Fünf Stunden von Kapstadt entfernt liegt das "Botlierskop Private Game Reserve", das zu den schönsten Orten gehört, an denen ich jemals Urlaub gemacht habe. Alle Infos und Tipps zu dem Safari-Park in Südafrika findest du hier.

Safari-Urlaub im „Botlierskop Private Game Reserve“ in Südafrika
Safari-Urlaub im „Botlierskop Private Game Reserve“ in Südafrika

Inhalt

  1. Anreise

  2. Pools, Spa & Wellness

  3. Zimmer

  4. Safari

  5. Kosten

  6. Wissenswertes

 

Nach einer Woche Kapstadt packten wir unsere Sachen, um die Garden Route zu erkunden. Wir hatten nicht viel geplant außer zwei Nächte im Botlierskop Private Game Reserve, das circa 4,5 Stunden Fahrt von Kapstadt liegt. Wie jedes Hotel auf unserer zweiwöchigen Kapstadt-Reise, wollten wir auch unseren Safari-Trip spontan buchen. Entlang der Garden Route gibt es einige Game Lodges und bei meiner Recherche konnte ich mich nur schwer entscheiden. Letztendlich wurde uns (zum Glück) die Entscheidung abgenommen, nachdem das Botlierskop Private Game Reserve das einzige Resort war, das so spontan zu unseren Daten überhaupt noch etwas frei hatte. Grundsätzlich würde ich aber empfehlen, den Aufenthalt in einer Game Lodge etwas früher zu buchen. Unser Reisezeitraum war Mitte März.


Die Anreise


Nachdem das Botlierskop Private Game Reserve doch ein ganz schönes Stück von Kapstadt entfernt ist und wir nicht so lange im Auto sitzen wollten, haben wir auf dem Hinweg einen Zwischenstop in Hermanus eingelegt. Dort haben wir ein super schönes Hotel gefunden (siehe hier), haben uns im Nachhinein allerdings etwas geärgert, weil wir lieber einen Tag mehr im Botlierskop verbracht hätten. Deswegen haben wir auch den Plan, nach zwei Tagen die Garden Route weiter zu fahren, kurzerhand über Bord geworfen, spontan zwei Nächte verlängert, um dann doch auf direktem Weg wieder zurück nach Kapstadt zu fahren. Insgesamt haben wir also vier Nächte im Botlierskop verbracht und wären am liebsten gar nicht mehr gegangen. Der Zeitraum war perfekt, denn so hatten wir zwei "Action-Tage" mit Safaris (dazu gleich mehr) und zwei Tage ohne Pläne zum Chillen.

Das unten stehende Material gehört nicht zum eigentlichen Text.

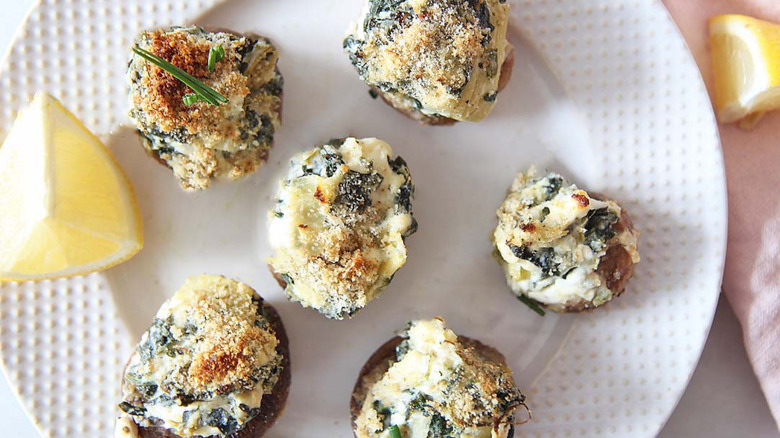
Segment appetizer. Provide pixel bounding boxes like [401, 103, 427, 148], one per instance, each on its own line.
[344, 0, 514, 125]
[493, 167, 639, 314]
[268, 138, 417, 319]
[115, 275, 290, 438]
[127, 27, 283, 191]
[350, 318, 530, 438]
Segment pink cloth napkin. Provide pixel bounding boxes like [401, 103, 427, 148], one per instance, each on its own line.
[664, 0, 780, 427]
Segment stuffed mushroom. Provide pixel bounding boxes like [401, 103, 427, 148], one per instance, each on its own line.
[115, 275, 290, 438]
[493, 167, 639, 312]
[350, 318, 525, 438]
[268, 138, 417, 319]
[127, 27, 283, 191]
[344, 0, 514, 125]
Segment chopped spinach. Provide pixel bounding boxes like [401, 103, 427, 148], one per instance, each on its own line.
[585, 207, 618, 252]
[263, 75, 284, 96]
[507, 243, 560, 277]
[335, 170, 384, 212]
[119, 402, 146, 416]
[544, 176, 563, 199]
[409, 392, 431, 411]
[374, 400, 393, 432]
[428, 412, 454, 438]
[205, 408, 238, 435]
[539, 207, 550, 222]
[136, 382, 157, 399]
[395, 339, 409, 362]
[483, 49, 499, 78]
[138, 317, 176, 362]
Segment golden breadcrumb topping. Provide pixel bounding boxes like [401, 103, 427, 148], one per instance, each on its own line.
[116, 275, 283, 437]
[493, 167, 639, 309]
[355, 318, 525, 438]
[344, 0, 509, 121]
[134, 30, 249, 139]
[127, 27, 283, 190]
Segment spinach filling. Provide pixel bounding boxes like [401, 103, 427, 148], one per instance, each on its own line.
[205, 408, 239, 435]
[585, 207, 618, 252]
[342, 0, 499, 115]
[507, 242, 560, 277]
[335, 170, 384, 213]
[119, 296, 280, 435]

Einfahrt zum „Botlierskop Private Game Reserve“

Pools, Spa & Wellness


2020 wurde das Botlierskop Private Game Reserve von Grund auf renoviert und wahrscheinlich erst zu dem, was es heute ist. Denn mit der Renovierung kamen u.a. erst der große Spa-Bereich mit Indoor-Pool, das Gym und die Luxus-Zelte hinzu. Insgesamt gibt es vier Pools – drei Outdoor- und einen Indoor-Pool. Zwei der Pools befinden sich direkt neben dem Restaurant und dem "Hauptbereich" des Hotels. Dort tummeln sich die meisten Gäste, weil man einen wunderschönen Blick über einen Teil des Reservats hat und die Elefanten, Nashörner oder Zebras beobachten kann, während man im Pool abhängt. Der Ausblick ist wirklich atemberaubend, dennoch haben wir den dritten Outdoor-Pool für uns entdeckt, weil dieser etwas versteckt liegt und somit von den meisten Gästen gar nicht erst gefunden wurde und wir ihn eigentlich vier Tage für uns hatten. Dieser befindet sich nämlich etwas weiter unten neben dem Spa-Bereich und hat ebenfalls einen Wahnsinns-Blick über eine riesengroße Wiese, über die zwar keine "wilden" Tiere spazieren, aber immerhin ein paar Pferde, Gnus oder Gazellen. Im "Fijnebos"-Spa gibt es einen großen, beheizten Indoor-Pool, der sehr schön ist, aber keinen so tollen Ausblick hat. An der Spa-Rezeption kann man die gängigen Treatments buchen (Schwedische Massage für gut befunden!) und es gibt sogar eine Sauna und ein Dampfbad. Allerdings liegen die im Keller, haben keine Fenster und waren daher keine Option für uns.



Die Zimmer


Eigentlich ist das Wort "Zimmer" nicht ganz richtig. Die gibt es zwar auch, viel cooler sind aber die Luxus-Zelte („Tented Lodges“) im Botlierskop. Obwohl auch hier der Begriff "Zelt" maßlos untertrieben ist. Glamping at it‘s best! Die „Tented Lodges“ werden nochmal in Kategorien unterteilt – ich würde sie „krass“ und „noch viel krasser“ nennen. Für die ersten zwei Nächte hatte ich eine „Luxury Tented Suite“ gebucht. Das ist die etwas günstigere Zimmerkategorie (ca. 110 Euro pro Person/Nacht). Dafür bekommt man ein tolles, großes Zelt mit Doppelbett, Bad, Badewanne und Outdoor-Dusche. Nachdem sich das Bad mit im Zelt befindet und nicht durch eine Tür abgetrennt ist, hat man nicht ganz so viel Privatsphäre, aber das war uns egal. Hier nun ein paar Einblicke in unsere „Luxury Tented Suite“ (teilweise mit Screenshots aus einem Video, deswegen entschuldigt die Qualität).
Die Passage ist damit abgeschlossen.